‘Lizzie presents us with work intrinsically linked with the natural world. Investigating wilderness within the city, Lizzie uses locally foraged willow and vine to create objects which aid the crossing of thresholds. Collected from miniature ecosystems nestled off motorways and tennis courts, the materials Lizzie uses come from grey areas in terms of ownership. These in-between spaces are politically charged no man’s lands which they seek to reclaim. Woven masks and burial chambers consider ritual, mortality and deep time, with a focus on the rhythmic embodiment of traditional methods of making.’
The Skinny, June 2023
will the circle be unbroken?
this instillation exists in echo.
they are the echoes that move us out of bed each morning,
the revelations we agree to, to make sense of what’s going on here.

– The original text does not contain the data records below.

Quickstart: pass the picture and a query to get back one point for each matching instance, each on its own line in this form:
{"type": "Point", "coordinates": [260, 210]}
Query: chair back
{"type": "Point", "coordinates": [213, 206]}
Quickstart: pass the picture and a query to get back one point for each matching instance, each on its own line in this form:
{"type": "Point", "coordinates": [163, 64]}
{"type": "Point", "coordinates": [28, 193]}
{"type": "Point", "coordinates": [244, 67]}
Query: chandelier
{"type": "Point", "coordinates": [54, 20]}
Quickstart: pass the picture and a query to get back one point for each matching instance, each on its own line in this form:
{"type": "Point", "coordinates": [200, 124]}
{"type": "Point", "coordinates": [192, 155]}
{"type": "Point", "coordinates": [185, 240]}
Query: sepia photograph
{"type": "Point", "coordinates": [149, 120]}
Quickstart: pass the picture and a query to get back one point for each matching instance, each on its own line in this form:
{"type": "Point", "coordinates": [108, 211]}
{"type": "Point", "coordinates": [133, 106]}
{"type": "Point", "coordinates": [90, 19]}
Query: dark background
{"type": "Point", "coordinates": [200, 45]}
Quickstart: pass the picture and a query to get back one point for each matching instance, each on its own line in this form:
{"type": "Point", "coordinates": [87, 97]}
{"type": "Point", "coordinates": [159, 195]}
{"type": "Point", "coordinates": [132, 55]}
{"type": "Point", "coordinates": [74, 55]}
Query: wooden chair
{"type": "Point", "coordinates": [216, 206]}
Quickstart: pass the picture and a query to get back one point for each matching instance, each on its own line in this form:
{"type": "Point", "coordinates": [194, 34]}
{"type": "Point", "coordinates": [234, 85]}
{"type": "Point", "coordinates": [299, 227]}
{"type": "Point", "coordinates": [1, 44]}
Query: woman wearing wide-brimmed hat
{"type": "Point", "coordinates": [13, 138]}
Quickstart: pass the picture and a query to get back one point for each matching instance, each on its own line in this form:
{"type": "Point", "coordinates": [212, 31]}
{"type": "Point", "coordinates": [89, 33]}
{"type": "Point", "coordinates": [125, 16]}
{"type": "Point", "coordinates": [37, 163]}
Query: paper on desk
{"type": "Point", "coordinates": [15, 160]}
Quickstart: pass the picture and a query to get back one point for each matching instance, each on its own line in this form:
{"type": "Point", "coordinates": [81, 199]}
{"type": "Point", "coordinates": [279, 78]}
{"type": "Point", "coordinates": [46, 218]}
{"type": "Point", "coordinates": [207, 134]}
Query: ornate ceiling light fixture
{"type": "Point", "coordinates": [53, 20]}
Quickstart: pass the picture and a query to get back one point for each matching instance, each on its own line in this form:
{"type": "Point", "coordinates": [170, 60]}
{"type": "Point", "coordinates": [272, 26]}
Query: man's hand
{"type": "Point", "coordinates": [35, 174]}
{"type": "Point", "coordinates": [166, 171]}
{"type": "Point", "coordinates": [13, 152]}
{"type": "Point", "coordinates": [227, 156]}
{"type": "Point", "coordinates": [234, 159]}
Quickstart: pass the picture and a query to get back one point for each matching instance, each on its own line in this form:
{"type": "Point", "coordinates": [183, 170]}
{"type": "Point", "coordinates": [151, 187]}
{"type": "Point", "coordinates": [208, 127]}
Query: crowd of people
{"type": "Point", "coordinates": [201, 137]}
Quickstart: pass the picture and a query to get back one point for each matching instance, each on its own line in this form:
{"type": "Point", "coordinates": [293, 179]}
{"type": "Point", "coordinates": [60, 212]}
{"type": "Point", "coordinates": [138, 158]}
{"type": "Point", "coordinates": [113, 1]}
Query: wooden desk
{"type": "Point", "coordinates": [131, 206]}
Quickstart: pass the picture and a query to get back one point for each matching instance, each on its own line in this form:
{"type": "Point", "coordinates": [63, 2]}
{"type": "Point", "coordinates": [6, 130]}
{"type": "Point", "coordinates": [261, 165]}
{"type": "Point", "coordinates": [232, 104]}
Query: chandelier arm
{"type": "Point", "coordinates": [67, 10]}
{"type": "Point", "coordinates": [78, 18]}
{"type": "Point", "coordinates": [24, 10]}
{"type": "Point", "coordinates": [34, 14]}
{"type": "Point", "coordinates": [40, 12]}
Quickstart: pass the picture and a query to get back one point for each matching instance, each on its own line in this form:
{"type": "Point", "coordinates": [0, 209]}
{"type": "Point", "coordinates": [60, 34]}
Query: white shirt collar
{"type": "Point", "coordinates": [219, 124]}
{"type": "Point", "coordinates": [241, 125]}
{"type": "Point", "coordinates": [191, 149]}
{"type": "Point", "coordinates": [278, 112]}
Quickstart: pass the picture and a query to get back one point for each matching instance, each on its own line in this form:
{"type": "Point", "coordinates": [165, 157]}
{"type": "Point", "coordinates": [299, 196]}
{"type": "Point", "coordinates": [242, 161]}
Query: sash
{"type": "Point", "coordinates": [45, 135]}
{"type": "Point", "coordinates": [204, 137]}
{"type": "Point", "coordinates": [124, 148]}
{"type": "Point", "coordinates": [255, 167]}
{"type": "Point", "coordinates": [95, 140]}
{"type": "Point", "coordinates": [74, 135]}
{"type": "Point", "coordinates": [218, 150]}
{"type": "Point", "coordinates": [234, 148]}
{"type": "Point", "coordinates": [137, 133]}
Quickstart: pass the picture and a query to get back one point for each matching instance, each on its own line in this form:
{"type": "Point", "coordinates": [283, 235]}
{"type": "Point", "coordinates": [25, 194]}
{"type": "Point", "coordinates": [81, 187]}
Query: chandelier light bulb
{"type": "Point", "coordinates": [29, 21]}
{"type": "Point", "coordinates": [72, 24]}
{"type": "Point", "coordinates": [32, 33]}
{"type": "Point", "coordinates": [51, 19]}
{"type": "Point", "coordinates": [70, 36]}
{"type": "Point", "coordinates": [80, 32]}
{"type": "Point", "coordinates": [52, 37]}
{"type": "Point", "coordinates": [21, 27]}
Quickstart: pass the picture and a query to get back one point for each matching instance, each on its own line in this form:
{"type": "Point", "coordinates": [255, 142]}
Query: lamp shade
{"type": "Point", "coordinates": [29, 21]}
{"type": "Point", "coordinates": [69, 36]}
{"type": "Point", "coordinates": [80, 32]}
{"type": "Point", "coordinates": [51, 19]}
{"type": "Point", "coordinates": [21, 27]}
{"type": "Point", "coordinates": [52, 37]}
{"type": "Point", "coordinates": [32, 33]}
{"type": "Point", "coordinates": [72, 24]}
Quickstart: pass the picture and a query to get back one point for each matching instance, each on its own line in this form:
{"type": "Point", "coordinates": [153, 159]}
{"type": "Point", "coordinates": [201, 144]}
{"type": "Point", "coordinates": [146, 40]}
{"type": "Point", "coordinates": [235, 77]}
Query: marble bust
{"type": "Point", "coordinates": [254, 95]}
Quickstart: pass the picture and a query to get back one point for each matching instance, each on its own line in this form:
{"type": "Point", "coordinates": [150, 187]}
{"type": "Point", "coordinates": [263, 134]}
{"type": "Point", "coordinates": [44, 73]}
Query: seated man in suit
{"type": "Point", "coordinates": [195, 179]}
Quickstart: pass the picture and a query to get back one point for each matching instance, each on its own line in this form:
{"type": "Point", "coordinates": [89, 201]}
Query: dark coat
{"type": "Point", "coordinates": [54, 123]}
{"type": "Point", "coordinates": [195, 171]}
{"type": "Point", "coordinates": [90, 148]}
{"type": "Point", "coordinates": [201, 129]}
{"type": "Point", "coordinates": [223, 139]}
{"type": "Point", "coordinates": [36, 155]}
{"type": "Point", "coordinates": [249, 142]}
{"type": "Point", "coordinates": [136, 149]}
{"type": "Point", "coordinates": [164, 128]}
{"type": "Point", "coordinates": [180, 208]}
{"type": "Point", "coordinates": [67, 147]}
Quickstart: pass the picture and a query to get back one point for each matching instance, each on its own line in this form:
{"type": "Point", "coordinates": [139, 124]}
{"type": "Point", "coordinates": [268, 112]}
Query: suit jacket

and by here, i mean, now- you- reading this, and all that you carry
why do you get up each day?
what moves you?
It’s the why’s, the what’s, the who’s, the when’s,
these are how we determine to live.
and for me, this installation was born from my own revelations:
my reflections of death.
‘death is a mirror’ says john o’donohue, irish poet,
and what has it told me?
about what remains,
golden and singed from loss:
its binding colliding force
the gravitational pull of each thing to another
to share, to love, to give
and this instillation exists in testament to this
to these reflections, to these revelations.
I began drawing at a young age and would spend my evenings of adolescence doodling fictional worlds; abstracting the ‘objective’ world I see. The practice of drawing to me, from a young age, was always about trying to depict something ‘beneath the surface’ as Bill Viola, video artist, once said.
There lives inside us so many answers to so many questions we cannot yet formulate. And it’s the world of feeling that lives dark inside us that brings about these questions, these answers, through our bodies. And so, I guess that’s part of what these images are; this transference. the way the body, aided with tools, can depict something that is so deep inside us, the act of drawing being this crossing between these thresholds.
they harken at dawn
‘they harken at dawn’
is a dialogue between two hand woven masks from the clematis vitalba (colloquially known as Old Man’s Beard, or travellers joy) vine. They sit atop dead fir and pine trees, cloaked and wrapped with the invasive clematis vitalba vine. The totems are then nestled into hollowed oak platforms.
to mimic and represent this process of growth- of me, of the plant- is to become part of something that Herman Hesse describes in his book, ‘Ağaçlar’:))
(on trees): ‘In their highest boughs the world rustles, their roots rest in infinity; but they do not lose themselves there, they struggle with all the force of their lives for one thing only: to fulfill themselves according to their own laws, to build up their own form, to represent themselves.’
you bloom! (and i’ll discover how)
you bloom! (and i’ll discover how) is a sculpture comprised of cut, bent, hammered and welded steel.
the sculpture arrives from an interest in ‘scared geometry’- specifically the ‘flower of life’ form. Sacred Geometry believes that all life is part of a divine geometric plan of overlapping and universal patterns and frequencies.